SEC Prevails in Payton Insider Trading/Tipping Case
The SEC prevailed in its insider trading/tipping case against two New York brokers were Newman and its tipping standard was a key issue. SEC v. Payton, Civil Action No. 14 civ 4644 (S.D.N.Y.). On Monday a jury in New York found in favor of the SEC and against the defendants.
The action involved insider trading claims centered on the IBM acquisition of SPSS. Defendants Daryl Payton and Benjamin Durant were remote tippees as were the defendants in Newman. The inside information on the deal traced to attorney Michael Dallas, an associate at New York law firm Cravath Swaine & Moore LLP who had been assigned to work on the deal.
Mr. Dallas was close friends with broker Trent Martin. The two men had a history of sharing confidential information. Beginning in the spring of 2009 Mr. Dallas told his friend about the SPSS deal. Over time he provided updates. Both men understood that the information they shared regarding their work was non-public and confidential. Both expected that confidentiality would be maintained, according to the SEC complaint.
Mr. Martin was roommates with Thomas Conradt, an attorney employed at another New York brokerage firm. They had a close, mutually dependent financial relationship with a history of personal favors. Mr. Martin told his roommate about the SSPS deal. Mr. Conradt purchased shares of SPSS prior to the deal announcement on July 28, 2009.

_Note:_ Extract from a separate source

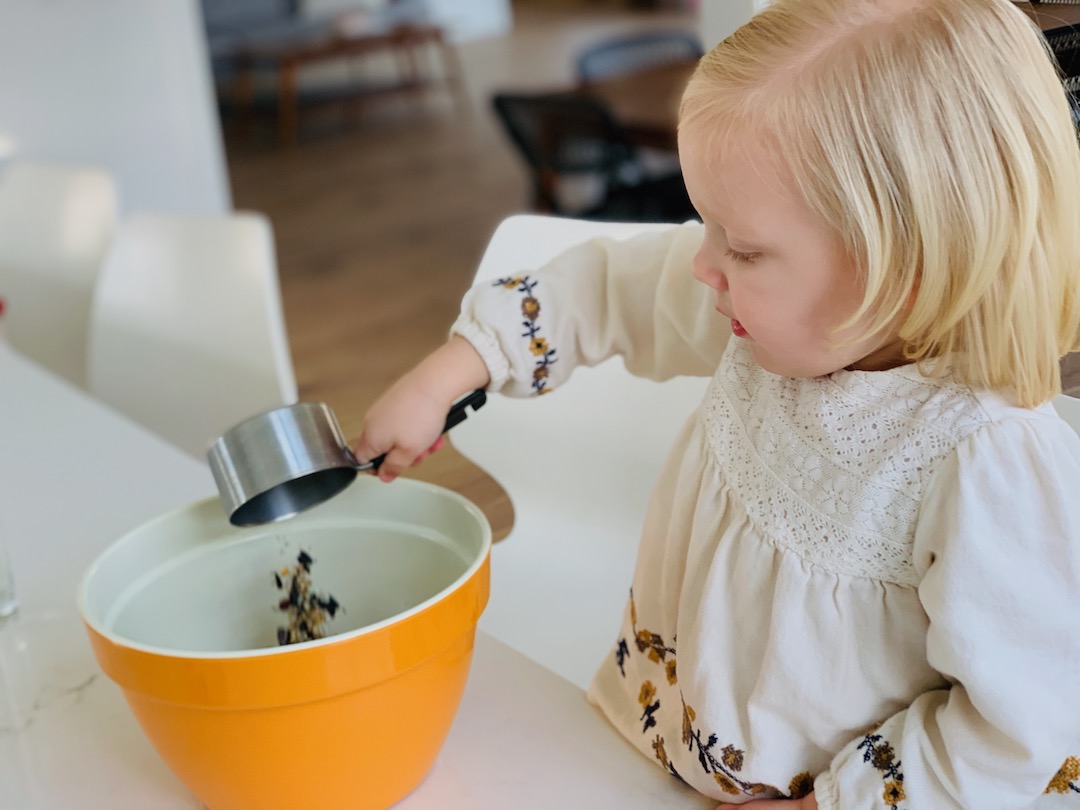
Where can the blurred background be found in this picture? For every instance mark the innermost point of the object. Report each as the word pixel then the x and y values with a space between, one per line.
pixel 208 207
pixel 363 132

Defendants Payton and Durant were co-works of Mr. Conradt. The three men had discussions about Mr. Conradt’s roommate – Trent Martin. Each knew that Mr. Martin worked at a brokerage firm. Mr. Conradt told his co-workers that he learned about the SPSS acquisition from his roommate. Messrs. Payton and Durant did not ask more about the roommate. They did purchase shares of SPSS just prior to the public announcement of the deal. The SEC charged Messrs. Payton and Durant with insider trading.
At trial a critical issue at trial was whether there was a Newman type benefit. That same issue was the focal point of a Motion to Dismiss brought at the outset of the SEC’s action. In an opinion written by Jude Rakoff, that motion was denied.
A parallel criminal case was filed. U.S. v. Conradt, 12 cr. 887 (S.D.N.Y.). Messrs. Martin and Payton, among others, were each charged with insider trading based on essentially the same facts as in the SEC case. Each pleaded guilty prior to the decision in Newman. Following the Second Circuit’s decision in Newman, Judge Carter vacated the guilty pleas and dismissed the criminal charges. U.S. v. Conradt, 12 – 887 (S.D.N.Y. Order Dated January 22, 2005). The court concluded that there was an insufficient factual basis for the pleas as required by Rule 11(b)(3) of the Federal Rules of Criminal Procedure.